Maksymilian Faktorowicz, późniejszy założyciel Max Factor, był polsko-żydowskim przedsiębiorcą, który od młodych lat obracał się w branży, która dzisiaj nazywa się beauty (to ważne, że chodzi o piękno a nie wyłącznie produkty kosmetyczne). Faktorowicz interesował się badaniami nad pięknem autorstwa Francisa Galtona, z których wniosek był taki, że istnieje uniwersalny wzorzec piękna twarzy. Faktorowicz uznał, że skoro ten wzorzec jest uniwersalny, to znaczy, że można go zmierzyć i potraktować jako punkt odniesienia do oceny poziomu piękna każdej twarzy. Oczywiście nie chodziło mu o każdą twarz, ale o twarze np. filmowych gwiazd.

Zdolny przedsiębiorca zbudował maszynę zwaną mikrometrem piękna (beauty micrometer), która bezbłędnie wykazywała odchylenia od normy. Każda osoba, która poddała się pomiarowi, otrzymywała informację o tym, które cechy jej twarzy oddalają ją od kanonu piękna. Problem został wykreowany. Teraz potrzebne było rozwiązanie. Były nim kosmetyki, które miały niwelować wady i wyostrzać zalety danej twarzy. Jednak Maksymilian Faktorowicz nie tylko stworzył rozwiązanie, ale także nadał mu własną nazwę, ponieważ to on jest twórcą rzeczownika make-up.

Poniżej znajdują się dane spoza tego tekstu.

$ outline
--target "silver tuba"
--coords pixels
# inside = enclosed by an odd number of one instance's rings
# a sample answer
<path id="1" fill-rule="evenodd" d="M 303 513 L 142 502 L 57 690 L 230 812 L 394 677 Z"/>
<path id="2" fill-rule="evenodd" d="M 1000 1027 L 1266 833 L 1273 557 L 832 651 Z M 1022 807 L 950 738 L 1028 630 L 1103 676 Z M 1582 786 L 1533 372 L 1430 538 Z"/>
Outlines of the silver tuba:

Mamy więc następujące elementy:

  • wykreowanie problemu – „coś jest nie tak z Twoją urodą”
  • obiektywizacja miary problemu – „zmierzymy, jak dalece odbiegasz od kanonu piękna w każdym aspekcie twarzy”
  • zawłaszczenie problemu – „tylko nasza metoda pozwala na uzyskanie obiektywnego pomiaru skali problemu”
  • stworzenie rozwiązania – „nasze kosmetyki ukryją wady i wydobędą zalety twarzy przybliżając do kanonu piękna”
  • zawłaszczenie rozwiązania – „nasze kosmetyki tworzą większą całość, czyli make-up”

Nie zawsze jest tak, że kreowanie nowego problemu jest wyrazem niekompetencji w rozwiązywaniu problemów istniejących. Niezależnie od tego, jak bardzo wątpliwie moralnie brzmi ta formuła, bywa ona skutecznym mechanizmem biznesowym. Kreowanie problemów brzmi jak aktywne szkodnictwo, ale bywa metodą na zawłaszczenie nie tylko rozwiązania, ale właśnie samego problemu. Każdy próbuje wyróżnić się na poziomie rozwiązania, ale wyróżnienie się na poziomie problemu, jego definicji i pomiaru to prawdziwa sztuka.

Oczywiście nie mówimy tu o sytuacjach jawnego wyrządzania szkody, które stanowią nie tyle problem etyczny, co prawny. Mówimy o standaryzacji interpretacji problemów, które podpowiadają, co jest z nami i otaczającym nas światem nie tak. Te standardowe miary pozwalają zmierzyć problem tak, jak chce tego dostawca rozwiązania. Reszta zależy od skuteczności rozwiązań i jego siły przebicia na rynku.